EFFECT: target products manufacture process acceleration, reduction of carbon dioxide losses, increase of its total chemical and radiation yield in comparison with the prototype, and elimination of the isotope-marked atoms distribution along the entire length of the acyl chain, the simplification and cheapening of the target products the linoleic and linolenic acids manufacture process, is ensured by the decrease in the duration, the increase of the radiation and chemical yield of the product along the source of the isotope in comparison with the prototype, the radioactive wastes release into the external environment is almost completely excluded, as its inclusion into the target product is approaching to the quantitative.
10 tbl, 2 ex, 4 dwg
FIELD: crystal growing.
SUBSTANCE: invention relates to adipic acid crystals and treatment thereof to achieve minimum crystal caking. Crystals are prepared by crystallization of adipic acid from aqueous medium or between treating it with aqueous solution. Crystals are then subjected to ripening stage, that is crystals are held at temperature between 10 and 80°C until content of exchangeable water in crystals falls below 100 ppm, while using an appropriate means to maintain ambient absolute humidity at a level of 20 g/m3. Renewal of ambient medium is accomplished by flushing crystal mass with dry air flow having required absolute humidity. Means to maintain or to lower absolute humidity contains moisture-absorption device placed in a chamber. Content of exchangeable water in crystals is measured for 300 g of adipic acid crystals, which are enclosed in tightly sealed container preliminarily flushed with dry air and containing 2 g of moisture absorbing substance. In chamber, temperature between 5 and 25°C is maintained for 24 h. Content of water will be the same as amount of water absorbed by absorbing substance per 1 g crystals. Total content of water exceeds content of exchangeable water by at least 20 ppm.

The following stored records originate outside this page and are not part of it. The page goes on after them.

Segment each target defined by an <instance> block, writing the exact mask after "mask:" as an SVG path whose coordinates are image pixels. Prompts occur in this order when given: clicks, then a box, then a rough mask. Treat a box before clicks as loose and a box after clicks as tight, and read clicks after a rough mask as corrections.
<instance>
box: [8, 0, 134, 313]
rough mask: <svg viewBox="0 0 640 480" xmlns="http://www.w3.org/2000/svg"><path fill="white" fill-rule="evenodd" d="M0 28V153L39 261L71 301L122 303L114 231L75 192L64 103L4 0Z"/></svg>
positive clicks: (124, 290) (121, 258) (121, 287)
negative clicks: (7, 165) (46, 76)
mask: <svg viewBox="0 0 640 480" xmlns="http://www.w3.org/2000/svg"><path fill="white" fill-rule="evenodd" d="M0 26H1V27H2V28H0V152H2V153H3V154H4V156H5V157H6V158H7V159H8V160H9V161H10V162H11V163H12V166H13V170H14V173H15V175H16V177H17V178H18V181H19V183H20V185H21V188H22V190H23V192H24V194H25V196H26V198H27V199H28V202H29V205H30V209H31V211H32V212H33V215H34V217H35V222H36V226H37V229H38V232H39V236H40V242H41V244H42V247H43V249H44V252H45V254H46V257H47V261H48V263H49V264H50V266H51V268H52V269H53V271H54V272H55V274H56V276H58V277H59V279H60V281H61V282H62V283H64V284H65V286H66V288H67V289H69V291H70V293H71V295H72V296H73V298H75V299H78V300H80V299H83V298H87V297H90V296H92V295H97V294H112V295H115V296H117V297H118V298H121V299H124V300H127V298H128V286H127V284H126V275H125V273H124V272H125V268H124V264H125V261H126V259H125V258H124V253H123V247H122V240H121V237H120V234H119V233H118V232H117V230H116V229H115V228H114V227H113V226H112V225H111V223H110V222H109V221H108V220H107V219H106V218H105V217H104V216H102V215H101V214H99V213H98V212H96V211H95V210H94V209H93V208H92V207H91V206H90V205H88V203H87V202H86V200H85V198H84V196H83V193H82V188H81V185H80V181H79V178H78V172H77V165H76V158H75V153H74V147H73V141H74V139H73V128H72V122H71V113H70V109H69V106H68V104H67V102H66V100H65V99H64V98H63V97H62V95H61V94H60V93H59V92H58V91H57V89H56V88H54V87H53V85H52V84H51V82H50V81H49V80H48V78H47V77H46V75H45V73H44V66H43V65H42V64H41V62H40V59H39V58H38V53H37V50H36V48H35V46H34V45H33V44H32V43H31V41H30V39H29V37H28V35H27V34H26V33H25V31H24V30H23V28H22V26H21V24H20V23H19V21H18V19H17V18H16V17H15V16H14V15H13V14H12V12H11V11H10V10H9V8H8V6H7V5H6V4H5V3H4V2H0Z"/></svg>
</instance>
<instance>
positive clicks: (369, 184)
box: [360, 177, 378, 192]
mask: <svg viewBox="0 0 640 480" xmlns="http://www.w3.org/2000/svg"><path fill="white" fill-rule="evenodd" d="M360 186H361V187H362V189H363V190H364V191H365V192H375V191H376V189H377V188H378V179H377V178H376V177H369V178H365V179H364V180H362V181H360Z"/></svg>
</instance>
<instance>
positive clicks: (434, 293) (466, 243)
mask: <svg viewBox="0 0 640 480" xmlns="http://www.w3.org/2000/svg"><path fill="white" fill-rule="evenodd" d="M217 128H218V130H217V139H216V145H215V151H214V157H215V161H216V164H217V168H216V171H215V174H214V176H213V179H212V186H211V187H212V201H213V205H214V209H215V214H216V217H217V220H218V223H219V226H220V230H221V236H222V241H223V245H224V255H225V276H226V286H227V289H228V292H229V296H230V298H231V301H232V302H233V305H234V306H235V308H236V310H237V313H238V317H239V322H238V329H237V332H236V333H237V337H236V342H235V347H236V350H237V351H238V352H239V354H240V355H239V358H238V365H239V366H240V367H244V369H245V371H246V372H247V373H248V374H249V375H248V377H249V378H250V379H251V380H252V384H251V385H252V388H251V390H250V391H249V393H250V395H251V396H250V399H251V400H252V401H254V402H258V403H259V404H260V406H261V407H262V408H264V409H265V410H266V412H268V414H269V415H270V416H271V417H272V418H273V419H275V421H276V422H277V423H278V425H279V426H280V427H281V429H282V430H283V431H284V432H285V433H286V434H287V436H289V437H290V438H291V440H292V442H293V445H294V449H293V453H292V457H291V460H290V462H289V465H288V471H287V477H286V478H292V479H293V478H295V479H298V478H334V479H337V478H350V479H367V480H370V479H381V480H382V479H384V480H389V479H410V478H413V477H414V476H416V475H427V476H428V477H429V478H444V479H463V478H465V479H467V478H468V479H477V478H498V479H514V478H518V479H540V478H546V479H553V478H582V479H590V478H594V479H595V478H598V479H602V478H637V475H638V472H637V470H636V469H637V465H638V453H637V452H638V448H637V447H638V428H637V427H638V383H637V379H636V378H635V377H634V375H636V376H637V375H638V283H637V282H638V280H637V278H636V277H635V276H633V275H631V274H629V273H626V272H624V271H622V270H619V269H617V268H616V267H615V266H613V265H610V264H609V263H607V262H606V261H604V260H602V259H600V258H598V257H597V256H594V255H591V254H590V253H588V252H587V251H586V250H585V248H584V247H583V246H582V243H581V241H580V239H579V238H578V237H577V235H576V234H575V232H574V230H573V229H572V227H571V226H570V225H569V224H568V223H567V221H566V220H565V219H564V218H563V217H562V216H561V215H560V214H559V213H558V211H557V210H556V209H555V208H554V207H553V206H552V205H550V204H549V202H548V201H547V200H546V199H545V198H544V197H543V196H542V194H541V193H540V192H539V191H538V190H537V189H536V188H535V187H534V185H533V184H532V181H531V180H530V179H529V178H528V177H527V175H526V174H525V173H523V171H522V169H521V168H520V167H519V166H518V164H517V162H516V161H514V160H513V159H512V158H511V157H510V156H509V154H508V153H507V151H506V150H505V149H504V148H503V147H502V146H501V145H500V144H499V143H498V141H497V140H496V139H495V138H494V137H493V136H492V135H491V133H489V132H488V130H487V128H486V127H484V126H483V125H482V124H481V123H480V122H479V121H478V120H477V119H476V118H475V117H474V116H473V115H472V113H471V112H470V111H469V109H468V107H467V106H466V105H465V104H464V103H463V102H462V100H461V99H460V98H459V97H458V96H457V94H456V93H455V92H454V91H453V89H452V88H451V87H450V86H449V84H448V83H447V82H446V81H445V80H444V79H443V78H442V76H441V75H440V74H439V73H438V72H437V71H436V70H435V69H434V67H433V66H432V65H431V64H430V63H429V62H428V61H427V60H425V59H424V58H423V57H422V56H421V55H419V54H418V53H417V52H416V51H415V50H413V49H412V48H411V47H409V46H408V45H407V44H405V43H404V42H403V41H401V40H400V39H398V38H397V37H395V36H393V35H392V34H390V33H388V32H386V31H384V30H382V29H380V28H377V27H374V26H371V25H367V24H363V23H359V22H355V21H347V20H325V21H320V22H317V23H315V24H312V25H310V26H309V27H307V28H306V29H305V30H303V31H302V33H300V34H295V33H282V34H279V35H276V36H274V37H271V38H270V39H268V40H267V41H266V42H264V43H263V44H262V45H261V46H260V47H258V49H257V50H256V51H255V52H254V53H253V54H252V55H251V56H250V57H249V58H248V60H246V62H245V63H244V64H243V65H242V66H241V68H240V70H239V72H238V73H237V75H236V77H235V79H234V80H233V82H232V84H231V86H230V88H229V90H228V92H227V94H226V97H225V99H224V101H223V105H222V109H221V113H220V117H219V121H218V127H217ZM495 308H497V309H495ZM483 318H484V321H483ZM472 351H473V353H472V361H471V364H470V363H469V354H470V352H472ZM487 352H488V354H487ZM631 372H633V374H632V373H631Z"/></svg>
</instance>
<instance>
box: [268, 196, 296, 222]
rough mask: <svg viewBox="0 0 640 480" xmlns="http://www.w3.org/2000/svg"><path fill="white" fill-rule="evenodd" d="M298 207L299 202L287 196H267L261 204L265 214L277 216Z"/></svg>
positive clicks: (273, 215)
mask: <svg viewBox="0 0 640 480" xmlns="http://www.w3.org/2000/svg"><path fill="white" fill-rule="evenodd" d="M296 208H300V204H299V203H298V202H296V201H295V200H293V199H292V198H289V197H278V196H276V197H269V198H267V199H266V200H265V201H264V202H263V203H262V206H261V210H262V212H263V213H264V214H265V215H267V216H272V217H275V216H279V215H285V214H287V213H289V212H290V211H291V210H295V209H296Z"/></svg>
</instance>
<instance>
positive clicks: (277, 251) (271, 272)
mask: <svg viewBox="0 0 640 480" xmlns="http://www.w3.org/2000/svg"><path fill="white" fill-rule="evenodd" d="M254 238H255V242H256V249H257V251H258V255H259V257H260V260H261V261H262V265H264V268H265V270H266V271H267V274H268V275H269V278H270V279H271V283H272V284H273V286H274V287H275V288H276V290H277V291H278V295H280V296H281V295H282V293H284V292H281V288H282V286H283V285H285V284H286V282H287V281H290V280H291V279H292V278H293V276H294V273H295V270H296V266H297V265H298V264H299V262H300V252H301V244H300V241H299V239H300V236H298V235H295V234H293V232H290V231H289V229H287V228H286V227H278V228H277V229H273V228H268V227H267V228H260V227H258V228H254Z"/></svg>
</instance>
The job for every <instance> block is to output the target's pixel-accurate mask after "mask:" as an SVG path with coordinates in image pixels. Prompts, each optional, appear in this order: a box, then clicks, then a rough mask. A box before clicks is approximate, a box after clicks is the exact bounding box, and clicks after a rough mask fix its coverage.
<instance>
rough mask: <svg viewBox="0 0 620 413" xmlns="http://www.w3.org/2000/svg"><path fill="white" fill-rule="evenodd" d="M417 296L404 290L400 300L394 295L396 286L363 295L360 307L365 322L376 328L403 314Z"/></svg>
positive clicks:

EFFECT: minimized caking of crystals and improved flowability.
13 cl, 5 ex
FIELD: organic chemistry, chemical technology.
SUBSTANCE: invention relates to the improved method for isolating crystalline terephthalic acid comprising less 150 mas. p. p. per million (ppm) of p-toluic acid with respect to weight of terephthalic acid. Method involves the following steps: (1) preparing a solution containing from 10 to 35 wt.-% of dissolved terephthalic acid wherein from 150 to 1100 ppm of p-toluic acid is dissolved with respect to mass of terephthalic acid at temperature from 260°C to 320°C and under pressure providing maintaining the solution in liquid phase; (2) charge of solution from step (1) to crystallization zone comprising multitude amount of associated crystallizers wherein the solution is subjected for cooling at evaporation at the controlled rate by the moderate pressure and temperature reducing resulting to crystallization of terephthalic acid and wherein the solution pressure at the end of crystallization zone is equal to atmosphere pressure or lower; (3) condensation of solvent evaporated from crystallizers and recovering the condensed solution to the crystallization zone to place of descending flow from crystallizer wherein solvent is removed by evaporation, and (4) isolation of solid crystalline terephthalic acid comprising less 150 ppm of p-toluic acid with respect to the terephthalic acid mass by separation of the phase liquid-solid substance under atmosphere pressure. The advantage of method is preparing the end product in improved crystalline form and carrying out the process under atmosphere pressure or pressure near to atmosphere pressure.
EFFECT: improved method of crystallization.
3 cl, 1 dwg, 1 tbl, 2 ex
FIELD: chemical industry; methods of production of the purified crystalline terephthalic acid.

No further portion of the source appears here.